Date: Tue, 15 Aug 2017 14:47:10 -0700 (PDT)
From: David Rientjes <rientjes@google.com>
To: Roman Gushchin <guro@fb.com>
cc: linux-mm@kvack.org, Michal Hocko <mhocko@kernel.org>,
        Vladimir Davydov <vdavydov.dev@gmail.com>,
        Johannes Weiner <hannes@cmpxchg.org>,
        Tetsuo Handa <penguin-kernel@i-love.sakura.ne.jp>,
        Tejun Heo <tj@kernel.org>, kernel-team@fb.com, cgroups@vger.kernel.org,
        linux-doc@vger.kernel.org, linux-kernel@vger.kernel.org
Subject: Re: [v5 2/4] mm, oom: cgroup-aware OOM killer
In-Reply-To: <20170815121558.GA15892@castle.dhcp.TheFacebook.com>
Message-ID: <alpine.DEB.2.10.1708151435290.104516@chino.kir.corp.google.com>
References: <20170814183213.12319-1-guro@fb.com> <20170814183213.12319-3-guro@fb.com> <alpine.DEB.2.10.1708141532300.63207@chino.kir.corp.google.com> <20170815121558.GA15892@castle.dhcp.TheFacebook.com>
User-Agent: Alpine 2.10 (DEB 1266 2009-07-14)
MIME-Version: 1.0
Content-Type: TEXT/PLAIN; charset=US-ASCII
Sender: linux-kernel-owner@vger.kernel.org
Content-Length: 3088
Lines: 61

On Tue, 15 Aug 2017, Roman Gushchin wrote:

> > I'm curious about the decision made in this conditional and how 
> > oom_kill_memcg_member() ignores task->signal->oom_score_adj.  It means 
> > that memory.oom_kill_all_tasks overrides /proc/pid/oom_score_adj if it 
> > should otherwise be disabled.
> > 
> > It's undocumented in the changelog, but I'm questioning whether it's the 
> > right decision.  Doesn't it make sense to kill all tasks that are not oom 
> > disabled, and allow the user to still protect certain processes by their 
> > /proc/pid/oom_score_adj setting?  Otherwise, there's no way to do that 
> > protection without a sibling memcg and its own reservation of memory.  I'm 
> > thinking about a process that governs jobs inside the memcg and if there 
> > is an oom kill, it wants to do logging and any cleanup necessary before 
> > exiting itself.  It seems like a powerful combination if coupled with oom 
> > notification.
> 
> Good question!
> I think, that an ability to override any oom_score_adj value and get all tasks
> killed is more important, than an ability to kill all processes with some
> exceptions.
> 

I'm disagreeing because getting all tasks killed is not necessarily 
something that only the kernel can do.  If all processes are oom disabled, 
that's a configuration issue done by sysadmin and the kernel should decide 
to kill the next largest memory cgroup or lower priority memory cgroup.  
It's not killing things like sshd that intentionally oom disable 
themselves.

You could argue that having an oom disabled process attached to these 
memcgs in the first place is also a configuration issue, but the problem 
is that in cgroup v2 with a restriction on processes only being attached 
at the leaf cgroups that there is no competition for memory in this case.  
I must assign memory resources to that sshd, or "Activity Manager" 
described by the cgroup v1 documentation, just to prevent it from being 
killed.

I think the latter of what you describe, killing all processes with some 
exceptions, is actually quite powerful.  I can guarantee that processes 
that set themselves to oom disabled are really oom disabled and I don't 
need to work around that in the cgroup hierarchy only because of this 
caveat.  I can also oom disable my Activity Manger that wants to wait on 
oom notification and collect the oom kill logs, raise notifications, and 
perhaps restart the process that it manages.
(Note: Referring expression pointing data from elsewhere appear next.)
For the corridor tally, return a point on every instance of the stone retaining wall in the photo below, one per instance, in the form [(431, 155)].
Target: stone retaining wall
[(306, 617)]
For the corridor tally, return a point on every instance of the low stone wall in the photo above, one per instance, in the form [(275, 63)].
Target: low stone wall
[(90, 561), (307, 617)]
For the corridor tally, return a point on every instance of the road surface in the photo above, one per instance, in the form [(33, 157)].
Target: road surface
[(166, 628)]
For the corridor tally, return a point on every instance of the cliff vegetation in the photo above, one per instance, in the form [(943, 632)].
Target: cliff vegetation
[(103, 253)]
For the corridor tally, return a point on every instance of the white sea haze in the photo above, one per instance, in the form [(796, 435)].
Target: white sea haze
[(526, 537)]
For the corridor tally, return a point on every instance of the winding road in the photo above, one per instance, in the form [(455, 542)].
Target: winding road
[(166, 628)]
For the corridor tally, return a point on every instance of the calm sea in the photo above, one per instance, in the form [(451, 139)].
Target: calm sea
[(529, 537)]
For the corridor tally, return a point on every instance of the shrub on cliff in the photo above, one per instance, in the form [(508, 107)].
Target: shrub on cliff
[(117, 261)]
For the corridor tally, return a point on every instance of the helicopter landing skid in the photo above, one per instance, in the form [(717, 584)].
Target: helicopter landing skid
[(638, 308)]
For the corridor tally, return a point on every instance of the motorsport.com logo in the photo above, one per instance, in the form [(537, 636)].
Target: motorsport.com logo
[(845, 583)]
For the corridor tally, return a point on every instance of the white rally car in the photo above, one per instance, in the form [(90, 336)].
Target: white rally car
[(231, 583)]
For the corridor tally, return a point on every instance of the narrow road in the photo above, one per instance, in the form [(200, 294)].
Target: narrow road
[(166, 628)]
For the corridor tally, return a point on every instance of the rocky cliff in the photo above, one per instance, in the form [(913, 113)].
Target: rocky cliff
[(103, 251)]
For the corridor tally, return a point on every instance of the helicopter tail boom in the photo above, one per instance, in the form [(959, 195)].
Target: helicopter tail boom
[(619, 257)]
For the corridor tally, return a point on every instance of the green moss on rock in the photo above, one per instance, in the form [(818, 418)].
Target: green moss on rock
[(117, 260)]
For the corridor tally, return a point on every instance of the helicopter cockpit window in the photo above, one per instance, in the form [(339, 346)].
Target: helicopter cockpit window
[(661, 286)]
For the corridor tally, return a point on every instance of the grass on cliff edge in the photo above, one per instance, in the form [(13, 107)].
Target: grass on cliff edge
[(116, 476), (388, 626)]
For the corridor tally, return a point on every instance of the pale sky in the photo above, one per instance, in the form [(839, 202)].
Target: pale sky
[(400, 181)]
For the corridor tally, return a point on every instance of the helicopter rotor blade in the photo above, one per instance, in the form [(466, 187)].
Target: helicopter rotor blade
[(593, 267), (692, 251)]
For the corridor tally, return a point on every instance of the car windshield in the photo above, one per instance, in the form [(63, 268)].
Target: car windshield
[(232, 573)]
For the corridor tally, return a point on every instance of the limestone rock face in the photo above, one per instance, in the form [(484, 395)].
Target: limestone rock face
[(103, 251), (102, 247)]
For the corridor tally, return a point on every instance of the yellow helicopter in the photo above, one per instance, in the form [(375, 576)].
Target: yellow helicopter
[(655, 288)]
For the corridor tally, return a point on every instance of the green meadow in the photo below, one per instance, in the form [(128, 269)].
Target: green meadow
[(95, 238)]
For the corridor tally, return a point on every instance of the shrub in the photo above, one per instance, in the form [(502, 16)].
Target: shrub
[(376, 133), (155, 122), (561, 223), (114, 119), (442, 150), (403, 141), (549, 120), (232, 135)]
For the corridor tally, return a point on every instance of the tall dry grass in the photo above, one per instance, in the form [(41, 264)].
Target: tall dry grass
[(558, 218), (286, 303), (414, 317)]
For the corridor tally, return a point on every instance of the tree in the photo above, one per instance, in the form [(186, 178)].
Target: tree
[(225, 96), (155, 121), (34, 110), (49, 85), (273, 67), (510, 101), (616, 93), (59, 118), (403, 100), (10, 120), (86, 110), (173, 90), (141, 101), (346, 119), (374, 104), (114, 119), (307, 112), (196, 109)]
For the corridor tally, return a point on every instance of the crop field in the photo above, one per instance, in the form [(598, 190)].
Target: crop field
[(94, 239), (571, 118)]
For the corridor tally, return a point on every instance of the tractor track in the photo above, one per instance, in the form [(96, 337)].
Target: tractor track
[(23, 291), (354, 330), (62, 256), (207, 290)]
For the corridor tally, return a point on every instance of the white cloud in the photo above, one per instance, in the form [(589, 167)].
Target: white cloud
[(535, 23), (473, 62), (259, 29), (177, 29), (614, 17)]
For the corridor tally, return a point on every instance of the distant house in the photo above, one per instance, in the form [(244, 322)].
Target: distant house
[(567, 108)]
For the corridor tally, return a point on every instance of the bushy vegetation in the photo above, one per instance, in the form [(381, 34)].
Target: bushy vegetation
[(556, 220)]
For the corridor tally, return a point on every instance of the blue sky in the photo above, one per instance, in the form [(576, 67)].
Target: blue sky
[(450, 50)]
> In your example someone still needs to look after the remaining process,
> and kill it after some timeout, if it will not quit by itself, right?
> 

No, it can restart the process that was oom killed; or it can be sshd and 
I can still ssh into my machine.

> The special treatment of the -1000 value (without oom_kill_all_tasks)
> is required only to not to break the existing setups.
> 

I think as a general principle that allowing an oom disabled process to be 
oom killed is incorrect and if you really do want these to be killed, then 
(1) either your oom_score_adj is already wrong or (2) you can wait on oom 
notification and exit.